Мы были обуты в башмаки с деревянными подошвами. Ботинок на коже давно не было и в помине. На деревянных подошвах не очень-то побегаешь. Ноги у нас горели. Дерево натирало кожу до волдырей. У конечной остановки мы сели на скамейку. Я сняла башмаки, поставила на холодную землю горящие ноги. Было приятно. В башмаке сестры торчал гвоздь. Мама попыталась его вытащить.
Вокруг царила тишина. Поблизости не было ни фабрик, ни больших жилых домов. Не было здесь и руин. Стояли роскошные виллы, окруженные садами. Все целые. Я спросила у мамы, почему американцы не бомбят Нойвальдегг?
— Зачем бросать бомбы понапрасну? Тратить бомбу на одного-двух человек!
— А если бомба упадет в сад, — вмешалась сестра, — то погибнет всего лишь дерево. А бомбы ведь дорогие. Понимаешь?

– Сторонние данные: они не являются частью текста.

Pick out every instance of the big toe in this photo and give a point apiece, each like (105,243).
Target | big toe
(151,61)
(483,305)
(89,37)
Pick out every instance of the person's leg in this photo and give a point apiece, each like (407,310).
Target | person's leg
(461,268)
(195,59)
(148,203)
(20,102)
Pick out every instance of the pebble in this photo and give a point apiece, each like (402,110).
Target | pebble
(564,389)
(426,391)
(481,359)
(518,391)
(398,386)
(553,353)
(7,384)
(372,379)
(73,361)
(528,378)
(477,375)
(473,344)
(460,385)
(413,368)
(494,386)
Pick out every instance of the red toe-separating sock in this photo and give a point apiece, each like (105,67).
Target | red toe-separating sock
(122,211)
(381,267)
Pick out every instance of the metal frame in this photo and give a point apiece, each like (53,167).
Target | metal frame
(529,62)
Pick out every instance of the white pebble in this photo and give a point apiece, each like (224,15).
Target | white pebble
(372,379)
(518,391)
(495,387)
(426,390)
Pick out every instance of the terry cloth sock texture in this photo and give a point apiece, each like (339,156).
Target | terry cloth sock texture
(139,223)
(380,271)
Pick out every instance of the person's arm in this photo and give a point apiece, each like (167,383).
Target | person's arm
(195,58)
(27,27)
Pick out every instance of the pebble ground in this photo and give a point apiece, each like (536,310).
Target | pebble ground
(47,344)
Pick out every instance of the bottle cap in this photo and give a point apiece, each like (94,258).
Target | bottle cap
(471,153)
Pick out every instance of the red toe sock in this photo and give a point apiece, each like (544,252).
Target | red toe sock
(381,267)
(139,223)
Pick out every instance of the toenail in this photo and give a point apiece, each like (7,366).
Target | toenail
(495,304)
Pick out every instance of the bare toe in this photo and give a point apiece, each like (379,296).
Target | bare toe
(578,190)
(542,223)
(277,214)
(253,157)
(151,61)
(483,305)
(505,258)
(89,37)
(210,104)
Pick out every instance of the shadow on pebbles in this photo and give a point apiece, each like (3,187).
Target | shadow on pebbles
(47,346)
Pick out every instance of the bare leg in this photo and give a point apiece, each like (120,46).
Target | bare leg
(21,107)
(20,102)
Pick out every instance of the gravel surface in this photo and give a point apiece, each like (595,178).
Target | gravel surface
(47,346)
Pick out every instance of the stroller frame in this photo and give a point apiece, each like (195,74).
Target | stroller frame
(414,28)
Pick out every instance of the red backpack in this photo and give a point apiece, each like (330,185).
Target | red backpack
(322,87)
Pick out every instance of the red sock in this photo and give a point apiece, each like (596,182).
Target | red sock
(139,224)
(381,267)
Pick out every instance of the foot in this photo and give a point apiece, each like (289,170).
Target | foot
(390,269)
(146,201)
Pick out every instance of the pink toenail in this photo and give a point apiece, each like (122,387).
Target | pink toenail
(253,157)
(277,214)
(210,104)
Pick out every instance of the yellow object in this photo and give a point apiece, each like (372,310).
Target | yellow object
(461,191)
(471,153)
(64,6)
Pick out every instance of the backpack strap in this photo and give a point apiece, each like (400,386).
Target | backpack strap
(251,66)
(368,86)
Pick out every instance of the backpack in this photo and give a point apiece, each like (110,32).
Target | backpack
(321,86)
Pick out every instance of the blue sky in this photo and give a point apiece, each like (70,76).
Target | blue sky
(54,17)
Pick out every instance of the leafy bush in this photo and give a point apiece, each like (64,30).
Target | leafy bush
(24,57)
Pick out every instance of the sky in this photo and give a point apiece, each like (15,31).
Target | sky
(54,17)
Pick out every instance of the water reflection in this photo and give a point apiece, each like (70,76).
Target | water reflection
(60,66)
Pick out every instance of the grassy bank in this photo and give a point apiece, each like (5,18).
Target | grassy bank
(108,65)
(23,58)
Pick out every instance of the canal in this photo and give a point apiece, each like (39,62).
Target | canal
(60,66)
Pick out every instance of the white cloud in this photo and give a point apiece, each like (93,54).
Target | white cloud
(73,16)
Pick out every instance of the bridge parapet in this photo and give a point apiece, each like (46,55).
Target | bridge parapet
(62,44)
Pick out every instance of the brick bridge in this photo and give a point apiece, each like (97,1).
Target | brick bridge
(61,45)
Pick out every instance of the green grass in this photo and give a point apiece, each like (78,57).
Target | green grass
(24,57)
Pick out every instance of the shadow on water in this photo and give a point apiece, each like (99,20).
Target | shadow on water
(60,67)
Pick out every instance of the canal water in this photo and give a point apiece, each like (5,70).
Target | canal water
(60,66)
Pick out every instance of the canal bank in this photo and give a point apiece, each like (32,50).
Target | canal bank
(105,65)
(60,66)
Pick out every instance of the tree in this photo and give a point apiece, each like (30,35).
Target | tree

Я поняла и обрадовалась, что оказалась в таком дорогом для бомб месте. Надела свои башмаки и тут увидела ковыляющего мужчину. На нем была солдатская форма. И он был похож на отца.
— Папа идет за нами!
Усталая мама, закрыв глаза, откинулась на спинку скамейки.
— Папа в госпитале. Сегодня у него будут вынимать осколки из левой ноги. Он придет завтра или послезавтра.
Человек в серой солдатской форме приближался. Это был отец! Он сел рядом с нами. Зажал между колен палку, положил на нее подбородок и, глубоко вздохнув, проговорил:
— Война для меня кончилась.
Мы уставились на отца. А он улыбнулся:
— Сегодня в госпитале все кувырком. Пришел приказ эвакуироваться в Германию. Русские совсем близко. Всем надо уезжать, даже только что прооперированным.
— А тебе? — спросила мама. — Разве тебе не нужно ехать?
— Я сбежал прямо из поезда, как только засвистел паровоз. В суматохе никто и не заметил. Все были в жуткой панике.
Я сидела тихо, как мышь, старалась не бояться. Но ведь я не дура! Я-то понимаю: солдат, даже больной и весь израненный, — все равно солдат. Он не может поступать, как ему хочется, он должен повиноваться приказу. А тут солдат из поезда, направляющегося в Германию, сидит себе на скамейке. Такой солдат считается дезертиром. А дезертиров расстреливают, сейчас — даже без суда и следствия. Просто расстреливают на месте.
— Пошли! — приказала мама. Она вдруг заторопилась.
Гвоздь в башмаке мучил сестру по-прежнему. Огромные волдыри у меня на подошвах лопнули.
— Тут недалеко, — сказала сестра.
Я протянула ей руку.
По дороге мы не встретили ни единого человека. За забором люди мелькали редко. Ставни у многих вилл были забиты.